SPD-Fraktionschefin Andrea Nahles stellte das Gute-Kita-Gesetz und die Pflegereform als Erfolge dar. Doch die Opposition ging scharf mit der Regierung ins Gericht. Sahra Wagenknecht von den Linken meinte, die Koalition tue zu wenig für ärmere Menschen. An vielen gehe das Wachstum vorbei. Der Grünen-Fraktionschef Anton Hofreiter bezeichnete die Koalition als große Selbsthilfegruppe.
- Der Verdacht der Volksverhetzung und Leugnung des Holocaust durch Teilnehmer einer AfD-Besuchergruppe aus der Bodenseeregion in der KZ-Gedenkstätte Sachsenhausen bei Berlin hat sich erhärtet. Dies hätten die noch nicht abgeschlossenen Ermittlungen bisher ergeben, sagte der Leitende Oberstaatsanwalt der Behörde im brandenburgischen Neuruppin, Wilfried Lehmann, am Mittwoch. Zuvor hatte das ZDF-Journal „Frontal 21“berichtet. Der Vorsitzende des AfDKreisverbands Detlev Gallandt sagte der „Schwäbischen Zeitung“, er selbst sei im Rahmen der Ermittlungen vernommen worden. Die Ermittlungen seien aber im Kreisverband „kein Thema“– so wie der Holocaust allgemein.

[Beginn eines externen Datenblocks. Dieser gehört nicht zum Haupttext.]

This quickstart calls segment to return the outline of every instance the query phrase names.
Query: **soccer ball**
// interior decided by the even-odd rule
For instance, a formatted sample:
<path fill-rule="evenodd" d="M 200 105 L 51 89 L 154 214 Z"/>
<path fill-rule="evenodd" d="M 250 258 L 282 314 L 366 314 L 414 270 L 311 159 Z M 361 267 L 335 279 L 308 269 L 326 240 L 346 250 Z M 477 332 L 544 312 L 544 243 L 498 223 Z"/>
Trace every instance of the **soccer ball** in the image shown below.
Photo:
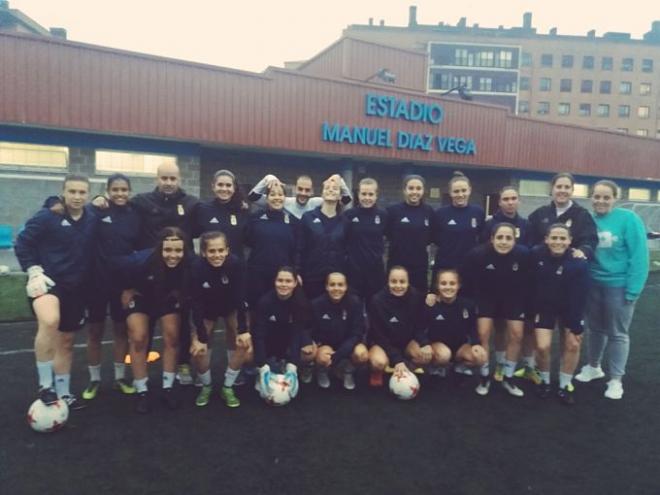
<path fill-rule="evenodd" d="M 284 406 L 291 402 L 291 381 L 284 375 L 271 374 L 266 402 L 271 406 Z"/>
<path fill-rule="evenodd" d="M 35 400 L 27 412 L 27 422 L 34 431 L 51 433 L 61 429 L 69 419 L 69 406 L 62 399 L 47 406 L 41 399 Z"/>
<path fill-rule="evenodd" d="M 390 378 L 390 392 L 397 399 L 414 399 L 419 393 L 419 380 L 411 371 L 395 371 Z"/>

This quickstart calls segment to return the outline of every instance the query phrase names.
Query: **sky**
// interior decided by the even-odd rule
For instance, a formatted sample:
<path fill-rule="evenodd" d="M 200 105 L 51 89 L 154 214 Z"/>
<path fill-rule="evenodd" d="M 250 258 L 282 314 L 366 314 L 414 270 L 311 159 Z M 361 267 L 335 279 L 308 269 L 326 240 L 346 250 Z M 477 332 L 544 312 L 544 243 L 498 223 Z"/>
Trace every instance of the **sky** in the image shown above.
<path fill-rule="evenodd" d="M 255 72 L 311 58 L 370 17 L 405 26 L 410 5 L 420 24 L 466 17 L 468 25 L 508 28 L 532 12 L 539 33 L 641 38 L 660 21 L 658 0 L 9 0 L 42 26 L 67 29 L 72 41 Z"/>

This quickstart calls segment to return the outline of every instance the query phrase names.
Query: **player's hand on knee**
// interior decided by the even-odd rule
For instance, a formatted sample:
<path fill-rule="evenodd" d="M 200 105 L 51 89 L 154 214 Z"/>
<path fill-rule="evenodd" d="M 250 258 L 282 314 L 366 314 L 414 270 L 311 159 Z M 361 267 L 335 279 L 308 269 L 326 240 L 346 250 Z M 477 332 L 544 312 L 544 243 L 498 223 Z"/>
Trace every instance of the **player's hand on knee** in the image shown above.
<path fill-rule="evenodd" d="M 394 373 L 397 373 L 397 374 L 398 373 L 405 373 L 407 371 L 410 371 L 410 370 L 408 369 L 408 366 L 406 366 L 406 363 L 404 363 L 403 361 L 394 366 Z"/>
<path fill-rule="evenodd" d="M 36 299 L 37 297 L 47 294 L 48 291 L 55 286 L 55 282 L 44 273 L 44 269 L 40 265 L 34 265 L 28 268 L 28 281 L 25 286 L 25 291 L 28 297 Z"/>
<path fill-rule="evenodd" d="M 92 205 L 96 206 L 97 208 L 99 208 L 101 210 L 107 210 L 110 207 L 110 205 L 108 204 L 107 198 L 104 197 L 104 196 L 96 196 L 92 200 Z"/>
<path fill-rule="evenodd" d="M 252 336 L 249 332 L 239 333 L 236 336 L 236 347 L 244 351 L 249 351 L 252 348 Z"/>
<path fill-rule="evenodd" d="M 432 293 L 426 294 L 425 302 L 427 306 L 433 306 L 437 300 L 438 298 L 435 296 L 435 294 Z"/>
<path fill-rule="evenodd" d="M 193 357 L 205 356 L 208 350 L 208 344 L 200 342 L 199 339 L 194 338 L 190 344 L 190 355 Z"/>
<path fill-rule="evenodd" d="M 126 289 L 121 293 L 121 307 L 128 309 L 131 305 L 131 302 L 135 298 L 138 292 L 135 289 Z"/>
<path fill-rule="evenodd" d="M 431 358 L 433 358 L 433 348 L 431 347 L 430 344 L 427 344 L 424 347 L 420 347 L 419 352 L 421 353 L 422 360 L 425 363 L 430 362 Z"/>
<path fill-rule="evenodd" d="M 314 354 L 314 345 L 313 345 L 313 344 L 309 344 L 309 345 L 306 345 L 306 346 L 302 347 L 302 348 L 300 349 L 300 353 L 301 353 L 301 354 L 303 355 L 303 357 L 305 357 L 305 358 L 312 357 L 312 355 Z"/>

Laut Staatsanwalt Lehmann sollen Teilnehmer der Gruppe bei ihrem Besuch in Sachsenhausen im Juli unter anderem die Existenz von Gaskammern in Abrede gestellt haben. Der „Schwäbischen Zeitung“sagte Lehmann, eine Äußerung würde den Tatbestand der Volksverhetzung und der Störung der Totenruhe erfüllen. Bei einer Verurteilung wegen Volksverhetzung wären im konkreten Fall bis zu drei Jahre Freiheitsstrafe möglich – ebenso bei Störung der Totenruhe. Sollte es zum Prozess kommen, hinge das Strafmaß aber von vielen Faktoren ab – etwa Vorstrafen des mutmaßlichen Täters. Weitere angebliche Aussagen einzelner AfDBesucher werden laut Lehmann noch überprüft. Bis Ende des Jahres dürften die Ermittlungen abgeschlossen sein, sagte Lehmann.
Die Besuchergruppe aus dem Wahlkreis Bodenseekreis – dem Wahlkreis der AfD-Fraktionsvorsitzenden im Bundestag, Alice Weidel – war im Juli aus der Gedenkstätte verwiesen worden. Weidel selbst war bei dem Besuch nicht anwesend.
Holocaust „kein Thema“
Beim AfD-Kreisverband Bodensee spielen die Ermittlungen der Staatsanwaltschaft wegen mutmaßlicher Holocaust-Leugnung keine Rolle. Zumindest sagt das Detlev Gallandt, der Vorsitzende des Kreisverbands. Gallandt – der selbst bei dem Besuch in Sachsenhausen dabei war – sagte der „Schwäbischen Zeitung“am Mittwoch: „Wir orientieren uns nicht an der Vergangenheit, sondern versuchen, Antworten auf Fragen der Zukunft zu finden.“Aus diesem Grund werde auch allgemein der Massenmord an den europäischen Juden im AfD-Kreisverband nicht thematisiert. „Die Vergangenheitsbewältigung – wenn man sie so nennen will – ist geschehen, da gibt es eine rechtliche Sicht zu dem Thema“, sagte Gallandt. Und: Das Thema könne man „irgendwem in die Hände geben, der sich hobbymäßig mit dem Thema beschäftigt“.
Zu den konkreten Vorfällen in Sachsenhausen erklärte Gallandt, er selbst sei im Rahmen der Ermittlungen von der Kriminalpolizei vernommen worden. Wann das geschehen sei, wollte er nicht sagen. Anfang September hatte der Sprecher des Kreisverbands Christoph Högel dem „Südkurier“erklärt, man werde die Vorfälle intern überprüfen. Das Ergebnis dieser Überprüfung, laut Gallandt: Es habe in der KZ-Gedenkstätte eine „Diskussion bezüglich bestimmter Themen“gegeben – aber es sei dem AfD-Kreisverband „nichts aufgefallen, das Holocaust-Leugnung sein könnte“. Was die Teilnehmer vor Ort aus seiner Sicht genau gesagt hatten, wollte Gallandt nicht sagen. „Wir wünschen uns, dass das aufgeklärt wird“, sagte er mit Blick auf die Ermittlungen der Staatsanwaltschaft.